Muster-Widerrufsbelehrung für den Online-Handel


Seit 1.9.2002 gibt es für Online-Händler die Möglichkeit, eine vom Bundesjustizministerium (BMJ) entworfene Muster-Widerrufsbelehrung zu verwenden und so in jedem Fall die gesetzlichen Anforderungen einzuhalten.

Nachdem bereits zum 31.7.2002 die bislang sechsmonatige Widerrufsfrist im Falle fehlender oder unvollständiger Belehrung über das Widerrufsrecht mit der Möglichkeit einer Nachbelehrung aufgehoben wurde (Änderung des § 355 BGB, BGBl. I Nr. 53 v. 31.7.2002, S. 2857, abrufbar unter: http://217.160.60.235/BGBL/bgbl1f/bgbl102s2850.pdf), wurde am 2.8.2002 auch die vom BMJ erlassene Zweite Verordnung zur Änderung der BGB-Informationspflichten-Verordnung im BGBl. veröffentlicht, die eine Muster-Widerrufs- und Rückgabebelehrung enthält. Die Verordnung trat am 1.9.2002 in Kraft.

Die Muster-Belehrungen decken alle Modalitäten ab, insb. auch den nach § 357 Abs. 3 BGB erforderlichen und unbedingt zu empfehlenden Hinweis auf möglichen Wertersatz, Abwälzung der Rücksendekosten bei Bestellungen bis 40  und zusätzlich erforderliche Hinweise bei finanzierten Geschäften.
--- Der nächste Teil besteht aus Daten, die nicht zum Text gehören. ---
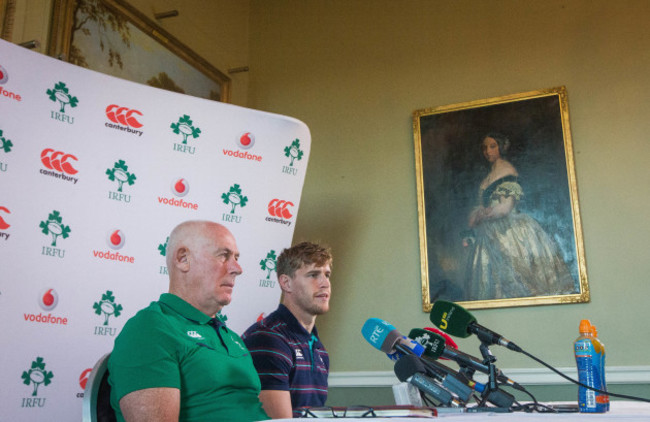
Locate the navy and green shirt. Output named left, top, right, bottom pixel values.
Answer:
left=108, top=293, right=268, bottom=422
left=242, top=305, right=330, bottom=417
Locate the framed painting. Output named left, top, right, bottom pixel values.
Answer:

In Gestaltungshinweisen wird die Anwendung erklärt.

Nach dem neuen § 14 Abs. 1 und Abs. 2 BGB-InfoV genügt eine Belehrung den gesetzlichen Anforderungen des § 355 Abs. 2 bzw. § 356 Abs. 1 Satz 2 Nr. 1 BGB, wenn das vorgeschlagene Muster verwendet wird.
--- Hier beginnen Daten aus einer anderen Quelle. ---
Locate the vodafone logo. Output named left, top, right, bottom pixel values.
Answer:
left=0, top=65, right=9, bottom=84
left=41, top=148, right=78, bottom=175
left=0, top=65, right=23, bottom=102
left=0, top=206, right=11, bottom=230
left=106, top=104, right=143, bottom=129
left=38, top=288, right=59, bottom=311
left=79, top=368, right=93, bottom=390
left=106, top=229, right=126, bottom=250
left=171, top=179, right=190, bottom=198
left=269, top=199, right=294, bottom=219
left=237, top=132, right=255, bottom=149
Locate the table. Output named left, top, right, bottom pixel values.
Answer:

Im Zusammenhang mit der jüngsten Rspr. des OLG Frankfurt/M. und des OLG Karlsruhe gibt es nun etwas mehr Rechtssicherheit für Online-Händler: Klar ist, dass ein Link auf das Widerrufsrecht vor Abgabe der verbindlichen Bestellung nicht genügt, sondern dass der Online-Kunde den Hinweis auf das Widerrufsrecht zwangsläufig lesen muss (sog. "Tunnelseite" im Bestellablauf, zuletzt OLG Karlsruhe, U. v. 27.3.2002 - 6 U 200/01), MMR 2002, 618 [in diesem Heft]. Eine Belehrung nach Abgabe der Bestellung ist möglich, das 14-tägige Widerrufs- bzw. Rückgaberecht verlängert sich dann auf einen Monat (§ 355 Abs. 2 Satz 2 BGB n.F.). Verwendet der Händler den vorgeschlagenen Text, entspricht die Belehrung auch inhaltlich den gesetzlichen Vorgaben. Das Muster kann freiwillig verwendet werden, die im Vorfeld diskutierte Verordnung der obligatorischen Verwendung wurde aufgegeben.
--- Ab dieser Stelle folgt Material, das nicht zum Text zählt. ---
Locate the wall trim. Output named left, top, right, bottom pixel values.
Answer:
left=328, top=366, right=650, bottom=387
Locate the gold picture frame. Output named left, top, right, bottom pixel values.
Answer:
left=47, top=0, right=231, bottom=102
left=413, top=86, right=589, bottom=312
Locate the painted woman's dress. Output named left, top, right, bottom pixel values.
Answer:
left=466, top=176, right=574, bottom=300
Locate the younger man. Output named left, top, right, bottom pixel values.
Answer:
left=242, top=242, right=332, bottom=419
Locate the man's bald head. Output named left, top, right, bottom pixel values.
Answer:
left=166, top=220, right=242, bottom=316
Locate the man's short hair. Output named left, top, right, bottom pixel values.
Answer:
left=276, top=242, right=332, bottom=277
Interessant ist in diesem Zusammenhang der Gestaltungshinweis 7 der Muster-Widerrufsbelehrung: Hier wird mit dem Text "Ihr Widerrufsrecht erlischt vorzeitig, wenn Ihr Vertragspartner mit der Ausführung der Dienstleistung mit Ihrer ausdrücklichen Zustimmung vor Ende der Widerrufsfrist begonnen hat oder Sie diese selbst veranlasst haben (z.B. durch Download etc.)" Stellung bezogen zu der streitigen Frage, ob Softwaredownloads Dienstleistungen oder Warenlieferungen sind. Das BMJ ordnet diese Fallgruppe unter § 312d Abs. 3 BGB ein, andere sehen darin eine Sachlieferung. Zumindest von staatlicher Stelle wird nichts gegen einen Ausschluss des Widerrufsrechtes bei Softwaredownloads eingewendet werden.